On October 3rd, I sent out a survey asking people what was the biggest, most embarrassing, dramatic, funny, or other oops mistake they made in an impact evaluation. Within a few hours, a former manager came into my office to warn me: “Christel, I tried this 10 years ago, and I got exactly two responses.”
I’m happy to report I got 49 responses to my survey. My initial idea was to assemble a “top 10” of mistakes, so I promised the 10 winners they would get a small prize. Turns out, assembling a top 10 was a bit tricky, but here’s my attempt at classifying the information I got.
#1 - A first batch of comments were stories of random, funny things that happened in impact evaluations – here’s one that got me cracking up in my office on a Friday afternoon:
A researcher launched a baseline survey in Liberia, and hired a local organization of ex-combatants turned enumerators. The two criteria for enumerators were that they have to be literate and have to be able to drive a motorcycle, as the enumerators would have to ride between villages through three provinces. During the initial training, the enumerators the organization identified were fantastic - smart, hard-working,and kind. On the day of launch of the survey, 14 motorcycles were delivered. Everyone was packed up and ready to go for a few weeks. Then the enumerators got on the motorcycles. About two and half miles after driving, it became clear that that while the enumerators were literate, they definitely had never driven motorcycles before and essentially lied during the interviews. What was supposed to be a two and half hour drive our first day took nine hours going around 15 kilometers per hour. While nobody got really hurt, the enumerators crashed into large mounds of dirt on the side of the road many, many times over the next few days. The researcher noted he had never gotten back from field work with such a layer of dirt encrusted into his skin.
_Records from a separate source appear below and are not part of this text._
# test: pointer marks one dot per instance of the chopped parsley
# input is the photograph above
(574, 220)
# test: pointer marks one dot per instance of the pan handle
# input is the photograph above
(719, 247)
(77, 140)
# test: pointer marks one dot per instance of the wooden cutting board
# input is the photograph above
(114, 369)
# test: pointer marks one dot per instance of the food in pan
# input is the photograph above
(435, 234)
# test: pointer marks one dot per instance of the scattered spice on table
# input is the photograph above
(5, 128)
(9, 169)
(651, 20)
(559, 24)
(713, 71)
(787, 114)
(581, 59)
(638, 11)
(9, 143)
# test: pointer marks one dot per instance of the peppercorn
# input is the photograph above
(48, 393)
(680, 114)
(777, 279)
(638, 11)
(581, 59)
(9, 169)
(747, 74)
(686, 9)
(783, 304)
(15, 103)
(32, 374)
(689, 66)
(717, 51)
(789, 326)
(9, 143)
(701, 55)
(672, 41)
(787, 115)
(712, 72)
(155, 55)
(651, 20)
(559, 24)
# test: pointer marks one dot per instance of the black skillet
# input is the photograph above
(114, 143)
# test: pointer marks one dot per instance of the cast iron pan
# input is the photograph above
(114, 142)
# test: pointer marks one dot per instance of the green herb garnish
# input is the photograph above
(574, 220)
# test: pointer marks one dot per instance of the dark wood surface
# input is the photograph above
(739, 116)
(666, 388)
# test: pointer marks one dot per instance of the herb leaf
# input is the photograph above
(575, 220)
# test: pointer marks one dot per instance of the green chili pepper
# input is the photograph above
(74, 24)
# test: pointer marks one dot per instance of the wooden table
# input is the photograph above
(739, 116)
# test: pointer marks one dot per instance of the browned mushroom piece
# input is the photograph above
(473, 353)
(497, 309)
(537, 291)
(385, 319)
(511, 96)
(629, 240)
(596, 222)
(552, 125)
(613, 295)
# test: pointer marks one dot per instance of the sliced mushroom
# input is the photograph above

Another story was just as random but maybe not as funny:
A team implemented a follow-up survey with 6000 households in northern Bangladesh about three years after the implementation of an ambitious anti-poverty program. The oops was that about 1/3 of the data was gathered during the month of Ramadan. Although most of the team was Muslim, noone anticipated the effect of Ramadan, on, for example, nutrition data.
While these two mistakes were kind of random and hard to predict, I did find though that most responses reflected much more systematic issues. My next 4 items in the top 5 are of the more systematic type:
# 2 -Hiring the wrong person(s) on the impact evaluation team, or not defining their responsibilities well.
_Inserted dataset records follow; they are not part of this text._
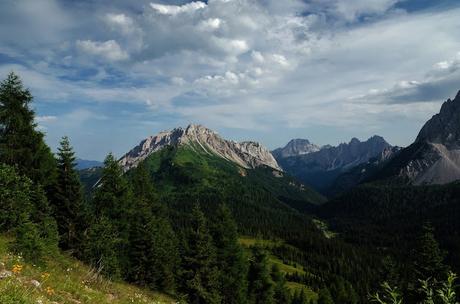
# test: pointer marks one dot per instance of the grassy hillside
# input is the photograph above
(63, 280)
(288, 269)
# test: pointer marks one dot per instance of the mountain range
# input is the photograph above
(319, 167)
(434, 157)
The evaluation manager decided that surveys do not deliver any credible results”
“We hired local consultants (recommended by colleagues) that were not up to the task”
“My Research Assistant took big shortcuts”.
#3- Mistakes in the design:
“The intervention was assigned at the group level, but the data were collected at the individual level. In our power calculations, we forgot to take into account this clustering of individual in treated group – we ended up recruiting way too few individuals into our experiment.”
# 4 -Issues in the design and (preparation of) data collection: This was by far the most represented category. Issues abound regarding “lack of IDs”: For example
“The survey firm failed to include student ID numbers in the administration of the student test. Good luck merging two years of student data by long last names that all start with an R.”
“After the questionnaire was finalized and translated, the cover sheet for the “mothers” module was 1 line too long and disturbed the formatting. My colleague decided to lop off the top line to make things fit for printing. Unfortunately, it was the line that included the code linking each mother who answered the module to the household register.”
“The Cover page of the questionnaire was never printed. So the contact information for the respondents was completely missing.”
Further issues were related to correct specification of the terms of reference of survey firms. For example:
“Verbal agreements with survey firms about changes to the TOR – they are extremely costly. Lo and behold, after field work and most payments are processed, the data were never found, or were held back strategically.”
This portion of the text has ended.